By herodotus (SI Herodotus) on Dec 12, 2012
herodotus
Thanks Chris. I've played a few hours of this myself, but to be honest it doesn't hold a candle to a modded "BG 2", imo. Good effort and great to see the venerable RPG available for Windows 7 & 8 users. However despite the zoom feature, I just wasn't that impressed.
By lichlord (SI Core) on Dec 12, 2012
lichlord
only played icewind dale 1&2 actually how does baldurs gate compare to it?
By herodotus (SI Herodotus) on Dec 12, 2012
herodotus
"BG" is the Granddaddy to all. Funnily enough, I never quite got into "Icewind Dale". Perhaps I played it too late, having been diverted for years with the all dominating Microprose list of Flight Simulators.
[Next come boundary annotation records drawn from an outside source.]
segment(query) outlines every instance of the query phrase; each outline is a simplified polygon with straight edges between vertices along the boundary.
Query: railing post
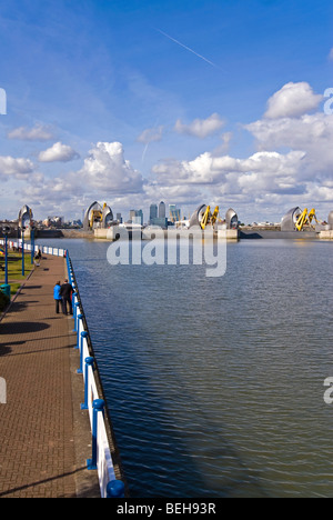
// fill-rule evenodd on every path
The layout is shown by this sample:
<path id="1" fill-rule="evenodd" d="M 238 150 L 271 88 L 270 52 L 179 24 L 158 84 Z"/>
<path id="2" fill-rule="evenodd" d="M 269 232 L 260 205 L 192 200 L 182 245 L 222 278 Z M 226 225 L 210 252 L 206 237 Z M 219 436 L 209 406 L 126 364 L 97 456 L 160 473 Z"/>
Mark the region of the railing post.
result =
<path id="1" fill-rule="evenodd" d="M 124 483 L 121 480 L 111 480 L 107 486 L 107 498 L 124 498 Z"/>
<path id="2" fill-rule="evenodd" d="M 85 368 L 84 368 L 84 402 L 81 404 L 81 410 L 88 410 L 89 403 L 89 367 L 93 367 L 93 358 L 85 358 Z"/>
<path id="3" fill-rule="evenodd" d="M 77 326 L 77 329 L 78 329 L 78 341 L 77 341 L 77 347 L 75 347 L 75 349 L 79 349 L 79 348 L 80 348 L 80 320 L 83 320 L 83 314 L 79 314 L 79 316 L 78 316 L 78 326 Z"/>
<path id="4" fill-rule="evenodd" d="M 88 338 L 88 332 L 83 330 L 81 332 L 81 342 L 80 342 L 80 368 L 77 373 L 83 373 L 83 339 Z"/>
<path id="5" fill-rule="evenodd" d="M 89 470 L 95 470 L 97 467 L 97 451 L 98 451 L 98 414 L 104 411 L 104 401 L 102 399 L 95 399 L 92 402 L 93 414 L 92 414 L 92 458 L 87 460 L 87 468 Z"/>
<path id="6" fill-rule="evenodd" d="M 75 292 L 75 299 L 78 300 L 78 293 Z M 74 318 L 74 328 L 73 328 L 73 332 L 78 332 L 78 311 L 80 310 L 79 309 L 80 307 L 80 302 L 79 301 L 75 301 L 75 303 L 73 304 L 73 318 Z"/>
By JonahFalcon (SI Elite) on Dec 13, 2012
JonahFalcon
Icewind Dale is combat heavy. Baldur's Gate is more story heavy.
By lichlord (SI Core) on Dec 13, 2012
lichlord
now hero theirs never a too late lol you need to ease up your tolerance for some games a bit really who cares if they look like sprites like here(http://www.shrapnelgames.com/Illwinter/DOM3/images/screen_11.jpg)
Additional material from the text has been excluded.